Antipathy towards Microsoft, the US software giant, is common throughout the European business and technology press. And so it was entirely in keeping that UK mobile phone maker Sendo’s extraordinary eleventh-hour decision to drop Microsoft’s Smartphone operating system (OS), in favour of a rival Symbian-based platform, was greeted with something approaching glee.
“After you shake your hands with Microsoft, count your fingers,” warned one report. “Microsoft is largely friendless and getting lonelier by the day,” beamed another. That kind of media coverage risks drowning out the wider significance of the Sendo fiasco: In the wide-ranging wireless data market, where does Microsoft go from here?
It clearly does not look good. The news came just days before the Microsoft-based product was due to be shipped, and not long after chairman Bill Gates had admitted that Microsoft is lagging behind Symbian. To make matters worse, Microsoft has a €16 million stake in Sendo.
All the leading handset manufacturers have now eschewed Microsoft’s technology. Network operators are less wary – but there has been a trickle of reports suggesting that European carriers are worried about Microsoft’s Net web services technology and the possibility of losing customers to Microsoft.

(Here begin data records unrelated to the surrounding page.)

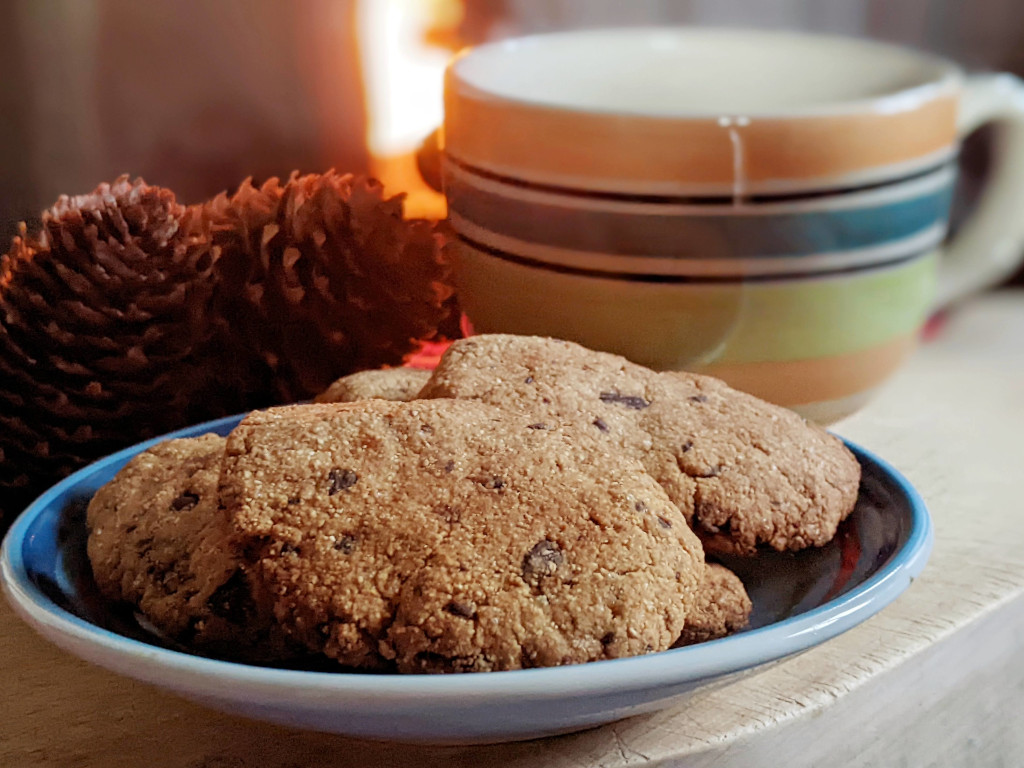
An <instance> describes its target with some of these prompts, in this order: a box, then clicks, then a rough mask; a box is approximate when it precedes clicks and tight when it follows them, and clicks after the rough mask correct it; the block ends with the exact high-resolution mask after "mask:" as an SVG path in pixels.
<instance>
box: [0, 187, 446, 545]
mask: <svg viewBox="0 0 1024 768" xmlns="http://www.w3.org/2000/svg"><path fill="white" fill-rule="evenodd" d="M441 240H442V237H441V236H440V234H438V233H436V232H435V231H434V226H433V225H432V224H431V223H429V222H426V221H406V220H403V219H402V213H401V199H400V198H391V199H389V200H385V199H384V198H383V195H382V189H381V186H380V184H379V183H378V182H376V181H371V180H366V179H355V178H353V177H351V176H341V175H338V174H336V173H334V172H330V173H327V174H325V175H323V176H319V175H308V176H301V177H296V176H293V177H292V178H290V179H289V180H288V182H287V183H285V184H284V185H282V184H281V183H280V182H279V181H278V180H276V179H271V180H270V181H268V182H267V183H266V184H264V185H263V186H262V187H260V188H258V189H257V188H255V187H253V186H252V184H251V183H249V182H245V183H243V185H242V187H241V188H240V189H239V191H238V193H237V194H236V195H233V196H232V197H230V198H228V197H226V196H223V195H222V196H220V197H218V198H217V199H215V200H213V201H211V202H209V203H207V204H205V205H201V206H193V207H188V208H186V207H184V206H182V205H179V204H178V203H177V202H176V201H175V198H174V195H173V194H172V193H171V191H169V190H167V189H162V188H160V187H155V186H148V185H146V184H145V183H144V182H143V181H141V180H136V181H134V182H130V181H129V180H128V178H127V177H121V178H119V179H118V180H117V181H115V182H114V183H113V184H101V185H100V186H98V187H97V188H96V189H95V190H94V191H93V193H91V194H90V195H85V196H81V197H77V198H67V197H62V198H60V199H59V200H58V201H57V203H56V205H54V206H53V208H52V209H50V210H49V211H47V212H46V213H44V214H43V225H42V229H41V231H40V232H38V233H35V234H31V236H30V234H29V233H28V232H27V231H26V228H25V226H24V225H23V227H22V237H19V238H15V239H14V242H13V243H12V245H11V249H10V251H9V253H7V254H6V255H4V256H2V257H0V528H2V527H3V525H4V524H6V523H9V522H10V520H11V518H12V515H13V514H14V513H16V512H17V511H19V510H20V508H22V507H24V506H25V505H26V504H27V503H28V502H30V501H31V500H32V498H33V497H34V496H36V495H37V494H39V493H40V492H42V490H43V489H44V488H46V487H47V486H48V485H50V484H51V483H53V482H54V481H55V480H57V479H59V478H60V477H62V476H65V475H67V474H68V473H70V472H71V471H73V470H75V469H77V468H78V467H81V466H82V465H84V464H85V463H87V462H89V461H91V460H94V459H96V458H99V457H101V456H104V455H105V454H109V453H111V452H113V451H116V450H119V449H121V447H124V446H125V445H128V444H131V443H134V442H137V441H138V440H142V439H145V438H147V437H152V436H155V435H158V434H161V433H163V432H167V431H170V430H172V429H176V428H178V427H182V426H185V425H188V424H194V423H197V422H200V421H204V420H207V419H212V418H216V417H219V416H225V415H227V414H232V413H239V412H241V411H245V410H248V409H251V408H259V407H263V406H268V404H274V403H280V402H291V401H294V400H296V399H302V398H306V397H310V396H312V395H313V394H315V393H317V392H319V391H322V390H324V389H326V388H327V387H328V385H329V384H330V383H331V382H333V381H334V380H336V379H338V378H340V377H341V376H344V375H346V374H349V373H352V372H354V371H358V370H361V369H366V368H379V367H381V366H384V365H395V364H398V362H400V361H401V360H402V358H403V357H406V356H407V355H408V354H410V353H411V352H414V351H415V350H416V349H418V348H419V345H420V342H421V341H423V340H427V339H431V338H434V337H435V336H436V335H437V333H438V327H442V328H454V327H455V326H454V324H453V322H452V314H453V312H457V308H456V306H455V300H454V297H453V295H452V294H453V292H452V290H451V288H449V286H447V282H446V281H447V271H446V266H445V264H444V261H443V259H442V258H441V257H440V241H441Z"/></svg>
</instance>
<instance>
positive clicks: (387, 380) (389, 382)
mask: <svg viewBox="0 0 1024 768" xmlns="http://www.w3.org/2000/svg"><path fill="white" fill-rule="evenodd" d="M429 378H430V372H429V371H426V370H424V369H419V368H381V369H376V370H373V371H359V372H358V373H354V374H349V375H348V376H343V377H341V378H340V379H338V380H337V381H336V382H334V383H333V384H332V385H331V386H330V387H328V388H327V389H326V390H324V391H323V392H321V393H319V394H318V395H316V397H315V401H316V402H354V401H355V400H369V399H380V400H399V401H401V402H408V401H409V400H413V399H416V395H417V394H419V392H420V390H421V389H422V388H423V385H424V384H426V383H427V380H428V379H429Z"/></svg>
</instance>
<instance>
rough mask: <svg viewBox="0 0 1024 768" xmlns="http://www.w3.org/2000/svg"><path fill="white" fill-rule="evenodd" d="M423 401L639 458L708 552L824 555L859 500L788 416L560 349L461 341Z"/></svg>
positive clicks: (672, 378) (743, 396)
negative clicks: (573, 431) (454, 398)
mask: <svg viewBox="0 0 1024 768" xmlns="http://www.w3.org/2000/svg"><path fill="white" fill-rule="evenodd" d="M420 396H421V397H433V398H436V397H450V398H463V399H474V400H479V401H483V402H488V403H493V404H497V406H501V407H503V408H511V409H516V410H518V411H519V412H521V413H523V414H525V415H526V416H527V418H529V419H531V420H534V421H541V422H546V423H551V424H557V425H563V424H564V425H570V426H572V427H574V428H577V429H578V430H580V431H581V432H585V433H587V434H588V435H589V436H590V437H592V438H594V439H596V440H597V441H598V443H599V444H601V445H603V446H604V449H605V450H607V451H620V452H621V453H623V455H625V456H628V457H631V458H635V459H638V460H639V461H641V462H642V463H643V465H644V467H645V468H646V470H647V472H648V473H650V474H651V475H652V476H653V477H654V478H655V479H656V480H657V481H658V482H659V483H660V484H662V486H663V487H664V488H665V489H666V492H667V493H668V494H669V497H670V498H671V499H672V500H673V501H674V502H675V503H676V504H677V505H678V506H679V508H680V509H681V510H682V511H683V514H684V515H685V516H686V519H687V520H688V521H689V522H690V523H691V525H692V526H693V529H694V531H695V532H696V534H697V535H698V536H699V537H700V538H701V540H702V541H703V543H705V547H706V548H707V549H709V550H710V551H720V552H733V553H741V554H753V553H754V552H756V551H757V549H758V548H759V547H763V546H764V547H770V548H773V549H776V550H799V549H803V548H805V547H811V546H820V545H823V544H825V543H826V542H828V541H829V540H831V538H833V537H834V536H835V534H836V528H837V526H838V524H839V523H840V521H841V520H843V519H844V518H845V517H846V516H847V515H848V514H849V513H850V512H851V511H852V510H853V506H854V502H855V501H856V498H857V488H858V484H859V478H860V466H859V464H858V463H857V461H856V459H855V458H854V457H853V455H852V454H851V453H850V452H849V451H848V450H847V449H846V446H844V445H843V443H842V442H841V441H840V440H838V439H837V438H836V437H834V436H831V435H829V434H828V433H827V432H826V431H825V430H823V429H821V428H820V427H817V426H815V425H813V424H809V423H807V422H806V421H804V420H803V419H802V418H800V417H799V416H797V415H796V414H795V413H793V412H792V411H787V410H785V409H783V408H779V407H777V406H773V404H770V403H768V402H765V401H764V400H761V399H758V398H757V397H753V396H751V395H749V394H745V393H742V392H739V391H736V390H734V389H731V388H730V387H728V386H726V385H725V384H724V383H723V382H721V381H719V380H717V379H713V378H710V377H706V376H697V375H694V374H686V373H655V372H653V371H650V370H648V369H646V368H643V367H642V366H638V365H636V364H633V362H630V361H629V360H627V359H626V358H624V357H620V356H617V355H614V354H608V353H605V352H596V351H593V350H590V349H587V348H585V347H582V346H580V345H579V344H574V343H571V342H567V341H559V340H555V339H546V338H539V337H525V336H510V335H481V336H476V337H470V338H468V339H462V340H460V341H457V342H455V343H454V344H453V345H452V346H451V347H450V348H449V349H447V351H446V352H445V353H444V355H443V356H442V357H441V359H440V361H439V364H438V366H437V368H436V369H435V370H434V373H433V375H432V377H431V379H430V381H429V382H427V384H426V385H425V386H424V388H423V390H422V391H421V393H420Z"/></svg>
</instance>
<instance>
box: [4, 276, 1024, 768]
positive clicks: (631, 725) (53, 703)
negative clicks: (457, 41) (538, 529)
mask: <svg viewBox="0 0 1024 768" xmlns="http://www.w3.org/2000/svg"><path fill="white" fill-rule="evenodd" d="M836 430H837V431H839V432H840V433H842V434H844V435H846V436H848V437H850V438H852V439H854V440H856V441H857V442H860V443H861V444H863V445H864V446H866V447H868V449H870V450H872V451H877V452H878V453H879V454H881V455H882V456H883V457H885V458H887V459H888V460H889V461H891V462H892V463H893V464H895V465H896V466H897V467H898V468H900V469H901V470H902V471H903V472H905V473H906V475H907V476H908V477H909V478H910V480H911V481H912V482H913V483H914V484H915V485H916V486H918V487H919V489H920V490H921V492H922V494H923V495H924V497H925V499H926V500H927V502H928V504H929V507H930V509H931V511H932V514H933V516H934V518H935V524H936V531H937V534H936V541H935V550H934V553H933V555H932V559H931V561H930V562H929V565H928V567H927V568H926V570H925V572H924V573H923V575H922V577H921V578H920V579H919V580H918V581H916V582H915V583H914V584H913V585H912V586H911V588H910V589H909V590H908V591H907V592H906V593H905V594H904V595H903V596H902V597H901V598H900V599H899V600H897V601H896V602H895V603H894V604H892V605H891V606H889V607H888V608H886V609H885V610H883V611H882V612H881V613H880V614H879V615H877V616H876V617H874V618H872V620H870V621H868V622H867V623H865V624H863V625H861V626H859V627H857V628H855V629H854V630H852V631H850V632H848V633H846V634H845V635H843V636H841V637H839V638H837V639H835V640H833V641H830V642H827V643H825V644H824V645H822V646H819V647H817V648H815V649H813V650H811V651H808V652H806V653H804V654H802V655H799V656H797V657H795V658H792V659H790V660H786V662H784V663H781V664H779V665H776V666H774V667H771V668H769V669H767V670H765V671H763V672H761V673H758V674H755V675H752V676H750V677H746V678H744V679H741V680H739V681H737V682H735V683H733V684H731V685H728V686H726V687H722V688H719V689H717V690H713V691H710V692H706V693H702V694H698V695H697V696H696V697H694V698H693V699H691V700H690V701H689V702H688V703H687V705H686V706H684V707H677V708H676V709H672V710H668V711H665V712H662V713H658V714H654V715H649V716H644V717H639V718H634V719H631V720H627V721H623V722H620V723H616V724H613V725H610V726H606V727H603V728H600V729H597V730H592V731H589V732H585V733H580V734H574V735H569V736H560V737H556V738H550V739H543V740H537V741H529V742H522V743H517V744H504V745H494V746H473V748H418V746H409V745H396V744H387V743H374V742H368V741H356V740H352V739H346V738H341V737H337V736H331V735H325V734H318V733H310V732H302V731H297V730H291V729H288V728H281V727H274V726H268V725H262V724H259V723H255V722H251V721H247V720H243V719H241V718H237V717H231V716H227V715H221V714H219V713H216V712H213V711H210V710H207V709H204V708H202V707H199V706H196V705H191V703H189V702H186V701H183V700H181V699H179V698H177V697H175V696H172V695H170V694H166V693H163V692H161V691H158V690H156V689H153V688H150V687H148V686H146V685H143V684H141V683H136V682H134V681H132V680H129V679H126V678H122V677H118V676H116V675H114V674H111V673H108V672H105V671H103V670H100V669H97V668H94V667H91V666H89V665H87V664H85V663H83V662H80V660H78V659H77V658H74V657H72V656H71V655H68V654H66V653H63V652H62V651H60V650H58V649H56V648H54V647H52V646H50V645H49V644H48V643H46V642H45V641H43V640H42V639H40V638H38V637H37V636H36V635H35V634H34V633H33V632H32V630H30V629H29V628H28V627H27V626H26V625H24V624H23V623H22V622H20V621H19V620H18V618H16V617H15V615H14V614H13V613H12V611H11V610H10V608H9V607H7V605H6V604H5V603H2V601H0V603H2V604H0V659H2V662H0V664H2V673H0V675H2V678H0V691H2V692H0V696H2V698H0V701H2V702H3V703H2V714H0V766H4V767H8V766H9V767H10V768H37V767H41V766H46V767H47V768H49V767H51V766H60V767H61V768H80V767H83V766H103V767H108V766H109V767H110V768H138V767H141V766H146V767H148V768H165V767H166V768H256V766H259V767H260V768H298V767H299V766H302V767H303V768H335V767H339V766H358V767H362V766H391V765H415V766H424V767H428V766H442V765H443V766H456V767H459V766H490V765H504V766H522V767H524V768H525V767H526V766H529V768H537V767H538V766H545V767H547V766H551V767H552V768H583V767H584V766H587V767H590V766H601V767H602V768H613V767H614V766H634V765H644V766H670V765H671V766H687V767H690V766H694V767H701V768H703V767H706V766H717V767H721V768H739V767H741V766H742V767H744V768H745V767H748V766H750V767H753V766H764V765H784V766H786V768H800V767H802V766H820V765H829V766H873V765H886V766H889V765H893V766H904V765H905V766H945V765H950V766H954V765H955V766H967V765H970V766H975V767H977V766H985V765H992V766H1002V765H1020V764H1021V763H1022V761H1024V757H1022V756H1024V727H1021V725H1022V724H1024V721H1022V717H1021V715H1022V714H1024V706H1022V705H1024V294H1019V295H1017V294H1012V293H1002V294H993V295H990V296H988V297H986V298H984V299H980V300H976V301H974V302H973V303H971V304H968V305H967V306H965V307H962V308H961V309H959V310H958V311H957V312H955V313H954V314H953V315H952V316H951V318H950V321H949V324H948V325H947V327H946V328H945V329H944V331H943V332H942V333H941V334H940V336H939V338H938V339H936V340H934V341H932V342H931V343H929V344H927V345H926V346H925V347H923V348H922V349H921V350H919V352H918V353H916V355H915V356H914V358H913V359H912V360H911V361H910V364H908V365H907V366H906V368H905V369H904V370H903V371H902V372H901V373H900V374H899V375H898V376H897V377H896V378H895V379H894V380H893V381H892V382H891V383H889V384H888V385H887V386H886V387H885V389H884V391H883V392H882V393H881V395H880V396H879V397H878V398H877V399H876V400H874V401H873V402H872V403H871V404H870V406H869V407H868V408H866V409H865V410H864V411H863V412H861V413H859V414H857V415H856V416H854V417H852V418H851V419H849V420H847V421H845V422H843V423H841V424H839V425H837V426H836Z"/></svg>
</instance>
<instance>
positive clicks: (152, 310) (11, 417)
mask: <svg viewBox="0 0 1024 768" xmlns="http://www.w3.org/2000/svg"><path fill="white" fill-rule="evenodd" d="M201 230H202V222H201V220H200V217H198V216H197V214H196V213H194V212H189V211H187V210H186V209H185V207H184V206H181V205H179V204H178V203H177V202H176V201H175V199H174V195H173V194H172V193H171V191H169V190H167V189H162V188H160V187H155V186H148V185H146V184H145V183H144V182H143V181H141V180H136V181H134V182H131V181H129V180H128V178H127V177H125V176H123V177H121V178H119V179H118V180H117V181H115V182H114V183H113V184H101V185H100V186H98V187H97V188H96V189H95V190H94V191H92V193H91V194H89V195H84V196H81V197H76V198H68V197H61V198H60V199H59V200H58V201H57V203H56V204H55V205H54V206H53V208H51V209H50V210H49V211H47V212H45V213H44V214H43V221H42V229H41V231H40V232H38V233H36V234H32V236H30V234H29V233H28V232H27V231H26V228H25V225H24V224H23V226H22V236H20V237H18V238H15V239H14V241H13V243H12V245H11V248H10V251H9V252H8V253H7V254H6V255H4V256H2V257H0V521H5V522H9V521H10V517H11V515H12V513H15V512H17V511H19V510H20V508H22V507H23V506H24V505H25V504H26V503H28V502H29V501H31V499H32V497H33V496H34V495H36V494H38V493H39V492H41V490H42V489H43V488H45V487H46V486H47V485H49V484H51V483H52V482H54V481H55V480H57V479H58V478H60V477H62V476H63V475H66V474H68V473H69V472H71V471H73V470H74V469H76V468H78V467H80V466H82V465H83V464H85V463H86V462H88V461H90V460H92V459H95V458H97V457H100V456H102V455H104V454H106V453H110V452H111V451H114V450H117V449H120V447H122V446H124V445H125V444H127V443H129V442H135V441H137V440H140V439H144V438H146V437H151V436H154V435H156V434H159V433H161V432H164V431H167V430H168V429H171V428H174V427H177V426H181V425H183V424H186V423H188V422H189V421H194V420H200V419H202V418H206V417H207V416H209V413H208V412H207V411H206V410H205V404H206V403H205V401H204V400H203V399H202V398H200V397H197V396H196V393H197V392H200V391H202V390H204V389H205V388H207V387H208V383H207V379H208V376H207V374H206V373H205V371H206V370H207V369H208V368H209V366H206V365H197V360H196V359H195V355H196V353H197V350H199V349H200V348H201V347H202V346H203V345H204V343H205V342H206V341H207V339H209V338H210V336H211V335H212V328H211V327H210V324H209V322H208V319H207V318H208V315H209V305H210V301H211V299H212V292H213V283H212V266H213V258H212V254H211V253H210V250H209V245H208V242H207V239H206V238H205V237H204V236H203V234H202V231H201Z"/></svg>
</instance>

If this trickle becomes a torrent, then Microsoft’s mobile strategy will be in even greater trouble.
Set alongside Redmond’s investments in cable networks, interactive television and the games market, a pattern seems to have emerged: outside of its core market of PC and Intel-based server software, Microsoft’s ventures have mostly failed. Even in handheld computers, it has yet to establish the firm grip it expected.
Its problems should be put in perspective, however. In October 2002, Microsoft reported first-quarter sales up 26% to $7.5 billion. As long as there are desktop computers and servers, it seems, Microsoft will continue to fare well enough.